Das Ganze ging natürlich nur solange gut, bis Bobby den einen Mensch am Horizont auch entdeckte und abflog. Aber welch Wunder: Ein Pfiff in die Hundepfeiffe und mutiges Rennen unsererseits in die andere Richtung, veranlasste Bobby dazu, sein eigentliches Ziel aufzugeben und zu uns zurückzufliegen. Fazit: Kein Strandbesuch mit Bobby ohne Nervenkitzel 😉

Auf der fast zweistündigen Rückreise nach Yport haben Wolfgang und ich viel gesprochen über diesen Ausflug. Ich bin nachhaltig beeindruckt von unserem Besuch an den Landungsstränden. Mitzuerleben, wie hier in Frankreich die Befreiung von Europa gefeiert wird, war ein echtes Erlebnis.
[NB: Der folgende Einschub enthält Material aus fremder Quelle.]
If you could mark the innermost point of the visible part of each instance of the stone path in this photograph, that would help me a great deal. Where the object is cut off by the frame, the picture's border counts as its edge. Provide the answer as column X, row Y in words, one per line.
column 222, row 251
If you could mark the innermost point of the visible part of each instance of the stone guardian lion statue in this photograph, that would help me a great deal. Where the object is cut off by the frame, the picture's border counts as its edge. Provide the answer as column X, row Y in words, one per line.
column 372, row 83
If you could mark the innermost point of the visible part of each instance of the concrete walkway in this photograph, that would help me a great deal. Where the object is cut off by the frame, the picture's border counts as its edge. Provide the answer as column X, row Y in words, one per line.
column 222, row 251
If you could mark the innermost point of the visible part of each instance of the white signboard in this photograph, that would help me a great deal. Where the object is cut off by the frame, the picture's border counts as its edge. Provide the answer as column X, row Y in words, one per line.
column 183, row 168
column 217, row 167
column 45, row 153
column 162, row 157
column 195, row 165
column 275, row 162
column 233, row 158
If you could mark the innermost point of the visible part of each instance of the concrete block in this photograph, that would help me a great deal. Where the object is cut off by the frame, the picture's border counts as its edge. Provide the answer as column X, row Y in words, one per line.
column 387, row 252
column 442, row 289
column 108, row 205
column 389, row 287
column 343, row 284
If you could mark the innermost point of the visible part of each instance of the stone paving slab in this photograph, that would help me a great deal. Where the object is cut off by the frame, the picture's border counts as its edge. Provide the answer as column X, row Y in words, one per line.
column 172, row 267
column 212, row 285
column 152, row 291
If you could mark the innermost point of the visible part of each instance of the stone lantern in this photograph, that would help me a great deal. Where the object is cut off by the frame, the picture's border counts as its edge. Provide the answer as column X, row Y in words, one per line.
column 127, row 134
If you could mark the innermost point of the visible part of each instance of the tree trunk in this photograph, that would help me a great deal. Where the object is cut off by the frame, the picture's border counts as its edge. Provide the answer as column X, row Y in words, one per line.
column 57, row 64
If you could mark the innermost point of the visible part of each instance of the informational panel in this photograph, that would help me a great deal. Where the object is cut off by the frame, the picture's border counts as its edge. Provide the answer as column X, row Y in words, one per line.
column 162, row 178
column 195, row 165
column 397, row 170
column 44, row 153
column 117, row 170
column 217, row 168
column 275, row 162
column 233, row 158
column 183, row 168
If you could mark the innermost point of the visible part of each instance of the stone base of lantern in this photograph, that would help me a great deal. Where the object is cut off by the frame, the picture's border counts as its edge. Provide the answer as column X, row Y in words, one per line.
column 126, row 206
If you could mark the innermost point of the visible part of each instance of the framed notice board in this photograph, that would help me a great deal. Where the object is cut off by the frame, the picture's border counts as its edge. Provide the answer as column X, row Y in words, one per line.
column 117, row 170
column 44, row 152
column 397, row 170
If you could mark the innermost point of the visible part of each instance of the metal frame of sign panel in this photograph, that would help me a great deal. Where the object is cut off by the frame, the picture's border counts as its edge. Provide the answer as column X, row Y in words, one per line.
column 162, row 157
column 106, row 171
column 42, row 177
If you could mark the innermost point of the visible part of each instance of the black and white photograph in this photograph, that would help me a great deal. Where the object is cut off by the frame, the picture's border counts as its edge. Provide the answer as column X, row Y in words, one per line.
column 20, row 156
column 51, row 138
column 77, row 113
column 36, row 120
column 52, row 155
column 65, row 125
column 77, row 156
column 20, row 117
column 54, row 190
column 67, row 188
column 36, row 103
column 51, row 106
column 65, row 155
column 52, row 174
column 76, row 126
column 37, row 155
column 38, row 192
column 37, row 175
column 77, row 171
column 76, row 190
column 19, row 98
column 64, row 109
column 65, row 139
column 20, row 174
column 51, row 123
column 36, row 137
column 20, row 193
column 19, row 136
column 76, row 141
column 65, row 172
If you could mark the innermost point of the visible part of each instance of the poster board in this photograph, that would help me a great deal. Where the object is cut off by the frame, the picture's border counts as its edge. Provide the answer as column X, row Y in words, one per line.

Es wurde die Freiheit gleichermaßen gefeiert, wie der vielen Gefallenen und Opfern gedacht. Die militärische Verkleidung und das Vorführen von historischen, militärischen Fahrzeugen wirkte in keinster Weise bedrohlich. Die aufgehängten Fahnen hatten nichts mit aufdringlichem Nationalismus zu tun. Ich denke, dass damit all die Menschen, die sich damals auch mit ihrem Leben für die Freiheit eingesetzt haben, gefeiert und geehrt werden sollen. Ein Volksfest für die Freiheit. Auch stilles Gedenken habe ich an den Mahnmalen beobachtet. Und mir kommt das absolut stimmig vor, auch wenn es sich fremd anfühlt. Aber ich denke, dass es auch irgendwie klar und absolut richtig ist, dass in Deutschland mit solchen Tagen völlig anders umgegangen wird.
So, nun erst mal „au revoir“ aus der Normandie! Hier geht es zu unseren Ausflügen an die spektakuläre Alabasterküste: Normandie. Alabasterküste. Étretat. So schön!
Die Landschaft ist einmalig schön. Die Geschichte dürfen wir nie wieder vergessen.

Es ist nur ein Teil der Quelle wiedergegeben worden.